Until Jessie’s funeral service, to be exact.
Mackay turned up in the morning as we had arranged. Not very happy about it, but resigned to my intransigence. I knew he was trying to ease me through to the sunny side of a morbid phase he thought I was caught up in. So, while it was all about me, I had decided to take advantage.
He held the camera I had provided limply, and listened sulkily while I went over it again.
‘Isn’t it a bit sick, taking photographs at someone’s funeral?’ he complained.
‘Come on, Mac,’ I protested. ‘One way or another, I’m the guy who made this thing happen, so it would be a lot fucking sicker if I was seen filming it.’ He was still morose, so I tried a tactful approach. ‘And people record funerals now, they’re up there with weddings, christenings, Bar Mitzvahs and …’ I couldn’t think of another example.
‘Stasi mementos?’ he suggested cynically.
‘Just photograph the mourners …’ I had almost called them guests. ‘I need a record of her friends. Something I can use later to identify individuals. And I want to see who groups with who.’
He shook his head dismally. ‘I don’t know where you’re fucking going with this.’
‘Trust me. I’ve got my reasons.’
The fine weather was holding. The hawthorn blossom was finally out in the hedgerows, tiny red flowers were fighting a losing battle with docks and nettles in the verges, and the lambs were getting a little plumper and sadly a little less manic.
It was a good day for her funeral. It was an even nicer day to be alive, I reflected guiltily.

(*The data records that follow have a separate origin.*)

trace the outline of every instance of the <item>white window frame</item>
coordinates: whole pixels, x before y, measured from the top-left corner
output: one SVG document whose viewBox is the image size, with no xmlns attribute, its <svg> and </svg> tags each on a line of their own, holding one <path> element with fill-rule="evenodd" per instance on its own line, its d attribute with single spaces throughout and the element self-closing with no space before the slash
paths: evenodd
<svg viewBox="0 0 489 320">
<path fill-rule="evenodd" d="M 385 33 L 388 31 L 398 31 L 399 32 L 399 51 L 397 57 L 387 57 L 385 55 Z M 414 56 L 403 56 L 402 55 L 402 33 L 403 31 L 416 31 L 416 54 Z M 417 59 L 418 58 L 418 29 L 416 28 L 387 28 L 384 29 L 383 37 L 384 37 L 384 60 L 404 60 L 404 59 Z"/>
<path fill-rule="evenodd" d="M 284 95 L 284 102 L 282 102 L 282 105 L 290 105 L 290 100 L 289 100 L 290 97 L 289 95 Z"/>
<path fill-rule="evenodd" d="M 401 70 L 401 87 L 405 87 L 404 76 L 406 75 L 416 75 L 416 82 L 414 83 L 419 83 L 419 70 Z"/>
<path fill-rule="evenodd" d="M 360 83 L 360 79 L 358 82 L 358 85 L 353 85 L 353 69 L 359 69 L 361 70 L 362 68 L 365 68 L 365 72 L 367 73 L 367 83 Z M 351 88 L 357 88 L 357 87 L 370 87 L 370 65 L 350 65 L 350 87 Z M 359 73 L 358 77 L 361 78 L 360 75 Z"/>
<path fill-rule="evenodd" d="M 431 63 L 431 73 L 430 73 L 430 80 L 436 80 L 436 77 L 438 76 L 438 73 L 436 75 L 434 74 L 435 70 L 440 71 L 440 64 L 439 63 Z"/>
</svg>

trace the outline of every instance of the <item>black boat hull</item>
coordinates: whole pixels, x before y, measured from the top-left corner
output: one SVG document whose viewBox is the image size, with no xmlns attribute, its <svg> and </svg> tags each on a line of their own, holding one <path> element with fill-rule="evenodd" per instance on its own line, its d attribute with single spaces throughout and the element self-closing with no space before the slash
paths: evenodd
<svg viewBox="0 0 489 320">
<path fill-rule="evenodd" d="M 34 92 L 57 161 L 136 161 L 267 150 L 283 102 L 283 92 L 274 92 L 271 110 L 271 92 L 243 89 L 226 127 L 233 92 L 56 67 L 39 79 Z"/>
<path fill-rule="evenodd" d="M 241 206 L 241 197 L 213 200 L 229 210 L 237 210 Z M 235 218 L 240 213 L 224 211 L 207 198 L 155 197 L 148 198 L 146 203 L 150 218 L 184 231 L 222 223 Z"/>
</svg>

We drove up the hill from Llandewi and joined the tail-end of the queue of cars shortly after we crossed the cattle grid at the start of the boundary wall of the Plas Coch estate. Mackay got out at one point while we were waiting and started listing: ‘BMW, Jaguar, Audi, Audi, Mercedes. And I can make out at least one Bentley up near the front. What kind of fucking playground is this, Capaldi?’